But SVB’s role in the startup community went well beyond banking services, some industry insiders say.

The company was a source of so-called venture debt, or loans for startups that had already secured some venture capital, said Morton and others. “A bank like Silicon Valley Bank will see that you have … the confidence of investors to go raise money, and will give you a loan based on that,” Morton said.

SVB also used its relationships with VC firms to help startups attract funding.

“If you’re a startup using Silicon Valley Bank, it gives the investor a high degree of confidence, because they know it’s a good reputable bank they’re dealing with and that the startup is genuine,” said a local tech executive whose company has been a SVB customer.

The executive asked to remain anonymous because they weren’t authorized by their employer to speak on a subject regarded as sensitive.

That role may not be filled quickly, said FlowPlay’s Morton.

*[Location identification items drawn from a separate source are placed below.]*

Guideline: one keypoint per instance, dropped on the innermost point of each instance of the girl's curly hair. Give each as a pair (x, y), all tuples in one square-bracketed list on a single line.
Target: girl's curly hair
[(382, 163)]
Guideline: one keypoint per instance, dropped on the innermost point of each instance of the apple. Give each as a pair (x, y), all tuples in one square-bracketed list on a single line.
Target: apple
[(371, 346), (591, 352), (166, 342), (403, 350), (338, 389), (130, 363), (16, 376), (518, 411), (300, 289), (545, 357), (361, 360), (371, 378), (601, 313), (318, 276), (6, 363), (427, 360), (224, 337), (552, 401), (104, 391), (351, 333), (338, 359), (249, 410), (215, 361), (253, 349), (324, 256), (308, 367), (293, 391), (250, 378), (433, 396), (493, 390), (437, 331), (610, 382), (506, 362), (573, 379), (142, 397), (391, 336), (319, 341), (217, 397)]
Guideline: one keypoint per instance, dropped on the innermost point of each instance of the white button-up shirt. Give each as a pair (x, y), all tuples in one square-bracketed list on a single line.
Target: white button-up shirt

“I’m not aware of anybody else that was filling that niche in Seattle,” he said. “It will be mostly Bay Area companies.”

Parker is more optimistic, noting that other banks, including WaMu-inheritor JPMorgan Chase, have also been developing expertise in startup finance. But for years, he says, SVB was “the only game in town.”

McLaughlin, with Metis, sees a similar impact among former SVB customers in the wine sector. “There’s plenty of lending available,” he said. But “there are few lenders with the level of expertise that SVB has, so that’s the real loss.”